Linguistic analysis shows that iconicity in ASL is constrained by phonological rules—the same rules that govern arbitrary signs. A sign's potential iconic form is filtered through the phonological system, producing a sign that may retain some iconic motivation but is structurally a phonological object, not a free gesture. Moreover, many ASL signs are entirely arbitrary: there is nothing visually transparent about the signs for WONDER, JUSTICE, or FEBRUARY. And historical change erodes iconicity over time, just as spoken languages lose whatever sound-symbolic motivation initial words may have had. The sign for TELEPHONE, once resembling a candlestick phone, retains the same handshape even as phone technology has transformed beyond recognition.

Deaf Culture and the Politics of Language Status

The recognition of ASL as a natural language has profound implications beyond linguistics. Deaf culture—the community of deaf and hard-of-hearing people who use sign language and share values, artistic traditions, and social institutions—defines Deaf identity (capitalized to distinguish cultural identity from audiological status) as a cultural identity, not a disability. The claim rests fundamentally on ASL being a complete language: a language community, by definition, is a cultural community.
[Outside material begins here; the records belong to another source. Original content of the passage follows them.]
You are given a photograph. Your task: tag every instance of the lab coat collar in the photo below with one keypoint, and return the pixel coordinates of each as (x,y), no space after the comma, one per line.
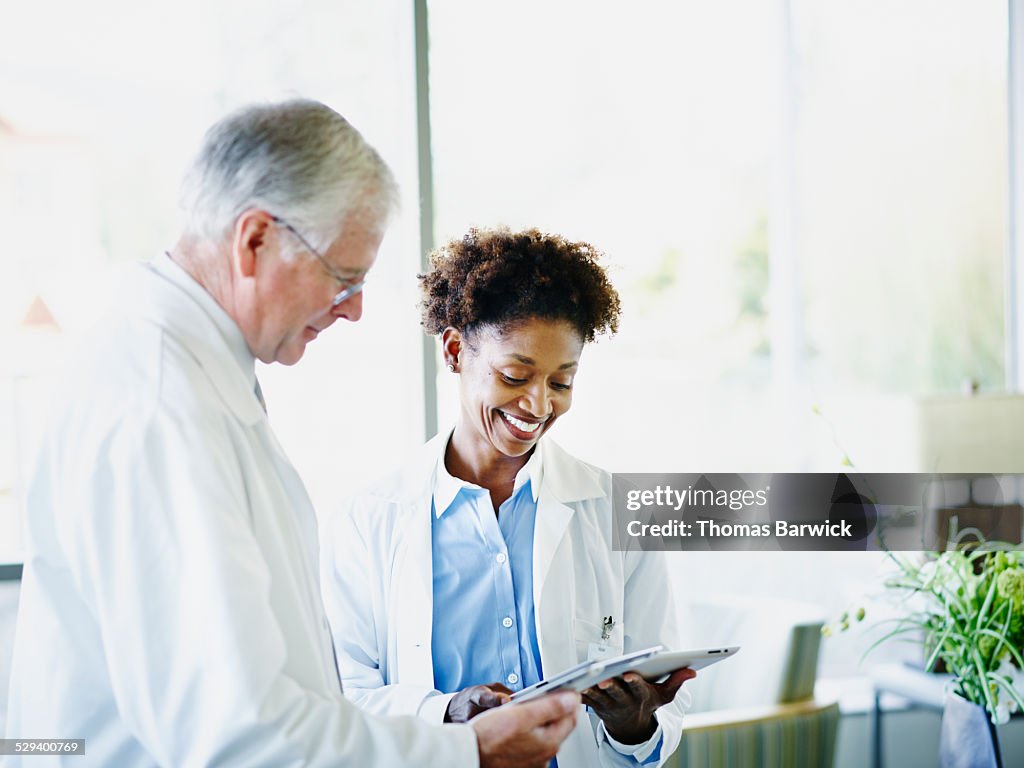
(446,486)
(186,311)
(555,474)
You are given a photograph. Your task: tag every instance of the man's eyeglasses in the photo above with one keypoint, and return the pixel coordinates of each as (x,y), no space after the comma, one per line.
(350,287)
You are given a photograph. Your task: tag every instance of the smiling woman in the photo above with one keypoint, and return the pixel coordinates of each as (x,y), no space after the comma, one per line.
(510,532)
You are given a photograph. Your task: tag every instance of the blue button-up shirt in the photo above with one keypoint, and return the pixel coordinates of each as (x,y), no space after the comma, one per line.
(484,629)
(483,626)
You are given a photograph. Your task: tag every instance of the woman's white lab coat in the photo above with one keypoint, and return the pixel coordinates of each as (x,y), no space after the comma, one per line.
(381,541)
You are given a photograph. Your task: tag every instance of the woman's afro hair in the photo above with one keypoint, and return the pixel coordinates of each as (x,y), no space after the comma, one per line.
(497,278)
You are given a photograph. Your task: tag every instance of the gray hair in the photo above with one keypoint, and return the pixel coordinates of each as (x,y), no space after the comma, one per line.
(298,160)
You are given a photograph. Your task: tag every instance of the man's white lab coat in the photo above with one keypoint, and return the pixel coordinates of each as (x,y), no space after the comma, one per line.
(170,611)
(381,540)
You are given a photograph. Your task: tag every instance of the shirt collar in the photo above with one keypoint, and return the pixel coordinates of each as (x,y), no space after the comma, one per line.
(446,486)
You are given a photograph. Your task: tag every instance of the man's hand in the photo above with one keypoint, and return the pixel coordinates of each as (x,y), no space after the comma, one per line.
(469,702)
(627,704)
(526,734)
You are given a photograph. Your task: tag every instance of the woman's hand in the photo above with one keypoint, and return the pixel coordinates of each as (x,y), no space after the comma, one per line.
(470,701)
(627,704)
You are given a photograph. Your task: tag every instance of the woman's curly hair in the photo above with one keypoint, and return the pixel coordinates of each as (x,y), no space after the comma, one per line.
(497,276)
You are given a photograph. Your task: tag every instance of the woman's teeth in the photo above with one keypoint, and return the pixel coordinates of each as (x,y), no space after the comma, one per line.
(519,424)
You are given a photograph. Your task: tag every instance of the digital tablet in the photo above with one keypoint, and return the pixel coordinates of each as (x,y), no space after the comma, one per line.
(653,664)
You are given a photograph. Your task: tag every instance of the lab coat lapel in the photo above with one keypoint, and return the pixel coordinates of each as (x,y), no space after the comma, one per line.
(554,593)
(413,582)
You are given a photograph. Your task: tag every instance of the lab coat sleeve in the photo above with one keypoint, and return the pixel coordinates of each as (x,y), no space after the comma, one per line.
(354,566)
(163,549)
(648,622)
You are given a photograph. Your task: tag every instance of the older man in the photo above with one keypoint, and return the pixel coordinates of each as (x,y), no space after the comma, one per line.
(170,610)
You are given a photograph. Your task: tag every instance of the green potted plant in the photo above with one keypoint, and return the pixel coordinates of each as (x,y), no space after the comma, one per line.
(966,606)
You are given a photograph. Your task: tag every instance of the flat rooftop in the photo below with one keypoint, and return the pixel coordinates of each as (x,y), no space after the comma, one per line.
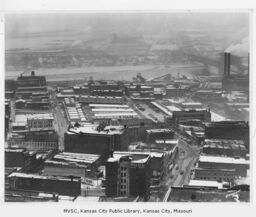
(224,160)
(205,183)
(42,116)
(117,114)
(151,154)
(92,129)
(165,130)
(109,105)
(135,158)
(35,176)
(77,157)
(105,110)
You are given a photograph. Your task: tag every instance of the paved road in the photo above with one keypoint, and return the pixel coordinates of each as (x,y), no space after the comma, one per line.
(181,172)
(60,121)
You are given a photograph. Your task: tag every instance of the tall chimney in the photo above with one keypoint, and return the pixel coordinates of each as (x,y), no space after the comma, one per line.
(227,64)
(248,63)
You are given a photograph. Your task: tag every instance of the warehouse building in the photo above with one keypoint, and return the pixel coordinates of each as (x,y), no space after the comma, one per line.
(73,164)
(240,165)
(238,130)
(19,157)
(128,175)
(212,174)
(95,139)
(58,184)
(226,147)
(157,163)
(152,135)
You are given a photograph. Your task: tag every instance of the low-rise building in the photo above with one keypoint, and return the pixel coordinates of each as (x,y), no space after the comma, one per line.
(73,164)
(58,184)
(19,157)
(95,139)
(240,165)
(128,175)
(226,147)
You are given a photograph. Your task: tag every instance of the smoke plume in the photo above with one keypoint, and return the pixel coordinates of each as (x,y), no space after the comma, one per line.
(241,49)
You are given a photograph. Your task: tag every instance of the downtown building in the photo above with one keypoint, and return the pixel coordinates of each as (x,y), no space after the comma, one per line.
(128,175)
(232,130)
(95,139)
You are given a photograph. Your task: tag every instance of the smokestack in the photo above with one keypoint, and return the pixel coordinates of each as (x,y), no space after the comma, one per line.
(227,64)
(248,63)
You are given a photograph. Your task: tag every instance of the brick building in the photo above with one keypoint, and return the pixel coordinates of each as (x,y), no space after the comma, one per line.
(128,175)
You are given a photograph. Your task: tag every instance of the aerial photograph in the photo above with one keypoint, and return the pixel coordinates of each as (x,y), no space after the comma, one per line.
(127,107)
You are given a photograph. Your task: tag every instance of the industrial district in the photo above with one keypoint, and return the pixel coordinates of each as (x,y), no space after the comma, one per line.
(173,137)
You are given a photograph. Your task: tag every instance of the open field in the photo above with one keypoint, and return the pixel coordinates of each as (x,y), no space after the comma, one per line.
(110,72)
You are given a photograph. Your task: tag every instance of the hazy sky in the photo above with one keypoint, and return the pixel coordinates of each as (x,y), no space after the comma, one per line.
(17,24)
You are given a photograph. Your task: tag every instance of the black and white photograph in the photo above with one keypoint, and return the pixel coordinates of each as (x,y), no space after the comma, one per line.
(127,107)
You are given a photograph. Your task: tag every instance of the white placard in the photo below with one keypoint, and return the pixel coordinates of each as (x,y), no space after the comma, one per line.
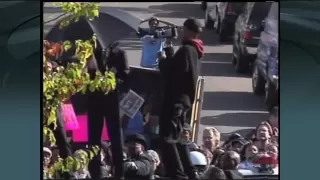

The cochlear implant debate, which intensified after implants became available for young children in the 1990s, crystallized the tension. Medical professionals and many hearing parents of deaf children view cochlear implants as enabling access to the hearing world. Many Deaf cultural advocates view implantation in pre-linguistic children—before they can participate in the decision—as a cultural imposition that threatens ASL transmission and Deaf community cohesion. Internationally, sign language families are distinct: British Sign Language, French Sign Language, and ASL share no more mutual intelligibility than spoken English and spoken French, reflecting their independent historical development.